If a capabilities caveat for a particular service is not present, then the macaroon is able to access any capability of the service. If multiple capabilities caveats exist for the same service, then verification should ensure each occurrence of the caveat restricts more access than the previous.
Each service can define its own set of constraint caveats for a given tier to further restrict the capabilities of a macaroon. Each constraint takes the form of a caveat, where the key is prefixed with the service capability it applies to, and the remainder of the key includes context for the service on how to evaluate the constraint. The caveat value specifies the parameters for the constraint evaluation.
If multiple caveats of the same constraint are found within a macaroon, then verification should ensure each occurrence of the constraint restricts more access than the previous.
As an example, a base tier Lightning Loop macaroon with access to a 2 BTC monthly volume for Loop Out and unlimited volume for Loop In would look like:
identifier:
version = 0
user_id = fed74b3ef24820f440601eff5bfb42bef4d615c4948cec8aca3cb15bd23f1013
payment_hash = 163102a9c88fa4ec9ac9937b6f070bc3e27249a81ad7a05f398ac5d7d16f7bea
caveats:
services = lightning_loop:0
lightning_loop_capabilities = loop_out,loop_in
loop_out_monthly_volume_sats = 200000000
Due to the flexibility of the design, a macaroon holder is able to further attenuate a macaroon if they wish to share it with a third party under more restrictive permissions. Following the example above, the macaroon holder can restrict the macaroon’s capabilities to only allow access to Loop In (and not Loop Out) with a monthly volume of 1 BTC by adding the following caveats:
lightning_loop_capabilities = loop_in
loop_in_monthly_volume_sats = 100000000
Verifying a macaroon consists of a three step process and involves two parties: the minter of the macaroon and the authorizer, which is the service the macaroon targets. The minter of the macaroon performs signature checks to ensure the macaroon is valid, while the authorizer ensures the macaroon has the required permissions to access the service.

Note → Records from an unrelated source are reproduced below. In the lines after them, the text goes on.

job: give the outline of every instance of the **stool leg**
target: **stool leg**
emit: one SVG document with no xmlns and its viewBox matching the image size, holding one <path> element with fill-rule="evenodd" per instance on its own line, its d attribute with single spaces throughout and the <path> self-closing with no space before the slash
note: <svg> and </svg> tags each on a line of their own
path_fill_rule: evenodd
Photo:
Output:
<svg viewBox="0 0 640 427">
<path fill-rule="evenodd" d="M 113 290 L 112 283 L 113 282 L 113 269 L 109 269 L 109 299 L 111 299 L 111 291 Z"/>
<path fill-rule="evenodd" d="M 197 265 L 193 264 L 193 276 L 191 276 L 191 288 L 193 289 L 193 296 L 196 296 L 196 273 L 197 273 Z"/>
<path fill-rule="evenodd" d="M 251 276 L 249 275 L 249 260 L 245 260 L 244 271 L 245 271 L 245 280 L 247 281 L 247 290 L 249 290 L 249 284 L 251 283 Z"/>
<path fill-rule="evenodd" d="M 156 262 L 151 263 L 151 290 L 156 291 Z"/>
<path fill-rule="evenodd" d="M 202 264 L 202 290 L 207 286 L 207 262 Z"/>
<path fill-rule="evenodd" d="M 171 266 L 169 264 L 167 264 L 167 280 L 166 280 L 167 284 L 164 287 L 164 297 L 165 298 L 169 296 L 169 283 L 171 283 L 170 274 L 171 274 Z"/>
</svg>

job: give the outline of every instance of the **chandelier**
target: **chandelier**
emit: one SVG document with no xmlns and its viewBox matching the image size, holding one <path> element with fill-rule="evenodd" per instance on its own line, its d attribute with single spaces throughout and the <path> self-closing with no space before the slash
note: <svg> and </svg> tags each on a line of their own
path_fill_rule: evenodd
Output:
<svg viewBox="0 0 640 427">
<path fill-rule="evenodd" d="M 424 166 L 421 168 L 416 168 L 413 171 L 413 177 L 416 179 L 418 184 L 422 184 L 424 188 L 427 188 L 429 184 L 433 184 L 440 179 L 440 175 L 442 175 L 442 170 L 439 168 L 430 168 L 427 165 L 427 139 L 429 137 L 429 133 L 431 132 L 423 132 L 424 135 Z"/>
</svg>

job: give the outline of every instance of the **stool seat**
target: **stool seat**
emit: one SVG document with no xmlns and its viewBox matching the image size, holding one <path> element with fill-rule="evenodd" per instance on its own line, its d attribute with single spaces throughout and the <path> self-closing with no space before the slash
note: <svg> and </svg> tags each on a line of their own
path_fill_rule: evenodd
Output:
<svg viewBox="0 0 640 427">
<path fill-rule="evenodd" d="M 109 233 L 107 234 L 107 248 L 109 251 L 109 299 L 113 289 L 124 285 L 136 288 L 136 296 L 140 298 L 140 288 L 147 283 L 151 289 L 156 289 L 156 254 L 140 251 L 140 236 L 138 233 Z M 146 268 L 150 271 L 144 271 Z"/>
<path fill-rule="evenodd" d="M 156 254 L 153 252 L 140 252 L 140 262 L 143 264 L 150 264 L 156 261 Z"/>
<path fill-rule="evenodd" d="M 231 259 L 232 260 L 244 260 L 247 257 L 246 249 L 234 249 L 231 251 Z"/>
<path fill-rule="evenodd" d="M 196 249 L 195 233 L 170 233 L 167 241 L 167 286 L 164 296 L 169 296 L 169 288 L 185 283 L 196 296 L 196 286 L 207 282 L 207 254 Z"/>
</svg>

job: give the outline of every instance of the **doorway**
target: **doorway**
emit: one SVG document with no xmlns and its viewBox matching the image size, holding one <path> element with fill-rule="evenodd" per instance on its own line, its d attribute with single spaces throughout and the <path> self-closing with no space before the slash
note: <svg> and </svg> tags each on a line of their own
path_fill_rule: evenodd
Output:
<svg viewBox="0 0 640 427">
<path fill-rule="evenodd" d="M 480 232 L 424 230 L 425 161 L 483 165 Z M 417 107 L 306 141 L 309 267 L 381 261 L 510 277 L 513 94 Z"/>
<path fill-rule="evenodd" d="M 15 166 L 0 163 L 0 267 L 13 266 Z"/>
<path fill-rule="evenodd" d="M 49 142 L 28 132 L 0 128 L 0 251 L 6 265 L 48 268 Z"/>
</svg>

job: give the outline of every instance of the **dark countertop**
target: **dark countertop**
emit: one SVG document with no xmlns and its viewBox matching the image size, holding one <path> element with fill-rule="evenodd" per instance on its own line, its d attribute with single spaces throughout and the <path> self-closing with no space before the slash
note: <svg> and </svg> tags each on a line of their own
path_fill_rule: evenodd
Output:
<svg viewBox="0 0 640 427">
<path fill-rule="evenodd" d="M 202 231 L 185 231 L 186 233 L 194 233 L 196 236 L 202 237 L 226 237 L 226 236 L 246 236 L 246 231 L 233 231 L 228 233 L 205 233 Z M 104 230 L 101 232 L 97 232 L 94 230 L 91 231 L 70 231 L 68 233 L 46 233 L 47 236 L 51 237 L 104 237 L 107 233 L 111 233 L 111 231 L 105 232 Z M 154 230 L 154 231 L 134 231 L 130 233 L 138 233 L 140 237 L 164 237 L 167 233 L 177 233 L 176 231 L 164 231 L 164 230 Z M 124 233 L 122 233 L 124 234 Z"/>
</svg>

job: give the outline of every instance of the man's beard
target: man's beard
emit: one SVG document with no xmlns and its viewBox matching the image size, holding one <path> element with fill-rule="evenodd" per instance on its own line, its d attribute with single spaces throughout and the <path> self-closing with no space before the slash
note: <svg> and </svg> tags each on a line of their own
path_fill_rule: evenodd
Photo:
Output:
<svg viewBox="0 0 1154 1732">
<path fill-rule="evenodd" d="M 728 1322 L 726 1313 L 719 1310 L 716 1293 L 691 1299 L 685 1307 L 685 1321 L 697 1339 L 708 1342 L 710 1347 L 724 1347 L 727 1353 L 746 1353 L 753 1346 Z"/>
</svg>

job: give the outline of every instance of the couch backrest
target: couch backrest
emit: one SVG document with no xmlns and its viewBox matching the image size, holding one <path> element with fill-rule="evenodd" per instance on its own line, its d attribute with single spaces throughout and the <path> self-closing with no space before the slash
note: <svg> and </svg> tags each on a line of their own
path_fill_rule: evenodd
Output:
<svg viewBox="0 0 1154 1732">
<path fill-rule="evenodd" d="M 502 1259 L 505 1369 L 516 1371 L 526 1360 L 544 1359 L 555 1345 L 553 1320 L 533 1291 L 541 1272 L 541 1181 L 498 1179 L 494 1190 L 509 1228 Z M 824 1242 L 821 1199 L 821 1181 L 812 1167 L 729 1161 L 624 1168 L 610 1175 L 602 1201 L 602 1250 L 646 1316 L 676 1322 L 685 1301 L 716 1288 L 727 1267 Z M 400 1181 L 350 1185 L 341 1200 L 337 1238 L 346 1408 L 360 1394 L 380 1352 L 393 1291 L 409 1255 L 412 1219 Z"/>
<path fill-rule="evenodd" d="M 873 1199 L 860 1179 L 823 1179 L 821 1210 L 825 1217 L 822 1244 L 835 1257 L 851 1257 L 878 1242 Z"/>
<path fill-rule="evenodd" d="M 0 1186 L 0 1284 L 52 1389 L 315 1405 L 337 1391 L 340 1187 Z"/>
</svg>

The first step ensures a macaroon was minted by the minter and it has not been tampered with. This is done by computing the HMAC chain of the macaroon, starting from its root key and identifier, and including any further attenuation through its caveats to arrive at the terminal signature of the macaroon. If these do not match, the macaroon is invalid. If there isn’t a valid root key corresponding to the macaroon, it is also considered invalid.
The second step ensures a macaroon has provided a valid proof of payment (preimage) and is performed by the minter as well. Since macaroons commit to the payment hash of an invoice, this is a trivial step.
The final step ensures a macaroon is authorized to access a service. This is done by ensuring the service-specific caveat predicates of a macaroon hold true for the service being accessed. If only one of these caveats doesn’t hold true, then the macaroon is invalid. In the case of an unknown caveat, its evaluation must be skipped by the authorizer as the macaroon holder can further attenuate the macaroon for other applications.
To prevent abusers of a macaroon-based authenticated service, a macaroon should be able to be revoked. This can be achieved by having the minter remove the macaroon’s corresponding root key. By doing so, the minter will never be able to verify the signature of a revoked macaroon, ensuring it will never reach its targeted service.
Revocation also serves useful when performing a service tier upgrade on a macaroon. The prior macaroon is revoked to ensure only the upgraded one can be used going forward.